Na sociedade moderna o trânsito se intensificou e os acidentes que antes eram raros hoje são tão comuns quanto os ventos que sopram diariamente.

A banalização dos acidentes de trânsito trazem conflitos e danos corriqueiros. Um dos acidentes comuns é batida na traseira do veículo, no qual surge a dúvida: de quem é a culpa?

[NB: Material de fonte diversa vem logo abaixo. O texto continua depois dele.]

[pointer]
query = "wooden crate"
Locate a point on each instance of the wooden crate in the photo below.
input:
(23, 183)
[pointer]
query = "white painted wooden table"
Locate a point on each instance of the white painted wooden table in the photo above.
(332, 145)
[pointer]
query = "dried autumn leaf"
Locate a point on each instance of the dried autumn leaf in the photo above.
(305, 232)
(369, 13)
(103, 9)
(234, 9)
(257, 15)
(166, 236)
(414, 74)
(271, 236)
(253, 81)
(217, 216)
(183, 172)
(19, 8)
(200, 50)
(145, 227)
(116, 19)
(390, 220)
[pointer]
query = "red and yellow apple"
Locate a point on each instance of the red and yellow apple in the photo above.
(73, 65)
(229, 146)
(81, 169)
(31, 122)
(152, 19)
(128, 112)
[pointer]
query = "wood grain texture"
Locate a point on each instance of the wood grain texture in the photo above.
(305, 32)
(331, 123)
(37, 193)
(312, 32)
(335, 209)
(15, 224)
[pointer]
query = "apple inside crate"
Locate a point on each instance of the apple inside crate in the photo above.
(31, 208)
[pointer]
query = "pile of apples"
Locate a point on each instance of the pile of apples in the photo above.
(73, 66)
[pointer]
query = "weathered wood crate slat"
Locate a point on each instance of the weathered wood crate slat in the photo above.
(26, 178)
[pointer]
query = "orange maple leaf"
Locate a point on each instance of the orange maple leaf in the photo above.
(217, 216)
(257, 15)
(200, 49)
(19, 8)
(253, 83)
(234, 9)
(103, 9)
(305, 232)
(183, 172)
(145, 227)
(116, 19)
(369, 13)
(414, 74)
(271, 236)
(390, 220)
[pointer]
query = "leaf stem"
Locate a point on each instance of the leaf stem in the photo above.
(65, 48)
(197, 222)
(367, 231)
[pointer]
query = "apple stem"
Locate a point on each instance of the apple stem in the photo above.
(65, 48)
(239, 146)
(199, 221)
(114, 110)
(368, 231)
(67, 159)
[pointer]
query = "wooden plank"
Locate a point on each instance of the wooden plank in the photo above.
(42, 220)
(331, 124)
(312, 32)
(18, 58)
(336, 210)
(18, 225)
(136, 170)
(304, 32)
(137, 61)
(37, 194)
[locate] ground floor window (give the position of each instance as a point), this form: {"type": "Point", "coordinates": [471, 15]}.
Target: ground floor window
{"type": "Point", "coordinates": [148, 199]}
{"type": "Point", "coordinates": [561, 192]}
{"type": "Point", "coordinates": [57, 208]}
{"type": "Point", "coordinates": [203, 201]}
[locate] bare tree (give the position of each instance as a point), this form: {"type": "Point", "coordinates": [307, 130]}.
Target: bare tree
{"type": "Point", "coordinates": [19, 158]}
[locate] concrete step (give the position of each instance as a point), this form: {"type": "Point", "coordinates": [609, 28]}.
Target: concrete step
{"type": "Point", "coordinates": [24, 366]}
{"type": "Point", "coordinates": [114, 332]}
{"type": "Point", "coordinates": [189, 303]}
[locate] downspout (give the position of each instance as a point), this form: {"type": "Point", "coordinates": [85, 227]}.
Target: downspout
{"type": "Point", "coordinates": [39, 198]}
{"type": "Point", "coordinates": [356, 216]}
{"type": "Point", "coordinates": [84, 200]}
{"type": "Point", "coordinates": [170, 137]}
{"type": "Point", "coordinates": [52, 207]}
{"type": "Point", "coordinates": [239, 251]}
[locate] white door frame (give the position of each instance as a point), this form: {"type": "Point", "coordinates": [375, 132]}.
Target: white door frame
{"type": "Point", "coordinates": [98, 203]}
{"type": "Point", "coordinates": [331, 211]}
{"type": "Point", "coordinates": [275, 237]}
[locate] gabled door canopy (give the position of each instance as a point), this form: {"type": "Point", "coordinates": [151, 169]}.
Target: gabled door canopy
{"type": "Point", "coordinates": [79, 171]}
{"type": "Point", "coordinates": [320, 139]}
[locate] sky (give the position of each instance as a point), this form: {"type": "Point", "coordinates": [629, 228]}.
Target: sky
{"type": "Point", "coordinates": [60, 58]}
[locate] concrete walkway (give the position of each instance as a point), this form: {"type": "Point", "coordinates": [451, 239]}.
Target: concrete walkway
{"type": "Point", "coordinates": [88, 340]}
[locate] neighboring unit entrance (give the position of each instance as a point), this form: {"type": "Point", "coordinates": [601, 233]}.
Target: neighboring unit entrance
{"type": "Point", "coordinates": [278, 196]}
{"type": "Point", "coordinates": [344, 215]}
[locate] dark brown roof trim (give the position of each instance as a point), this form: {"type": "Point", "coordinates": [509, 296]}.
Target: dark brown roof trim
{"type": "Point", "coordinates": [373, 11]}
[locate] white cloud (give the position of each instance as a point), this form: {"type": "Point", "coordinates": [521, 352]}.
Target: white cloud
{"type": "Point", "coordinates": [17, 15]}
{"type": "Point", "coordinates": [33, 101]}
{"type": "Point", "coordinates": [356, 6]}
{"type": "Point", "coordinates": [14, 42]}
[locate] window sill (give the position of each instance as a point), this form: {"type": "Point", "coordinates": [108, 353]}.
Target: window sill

A jurisprudência já consolidou o entendimento que a culpa será, presumidamente, de quem bateu na traseira. Porém, nada impede que o Autor da batida prove que não teve culpa; ou seja, prove que a culpa seja exclusiva do veículo que estava na sua frente. Um exemplo é o veículo da dianteira de forma repentina invade a pista do lado, o que acaba levando o veículo da traseira chocar-se com ele.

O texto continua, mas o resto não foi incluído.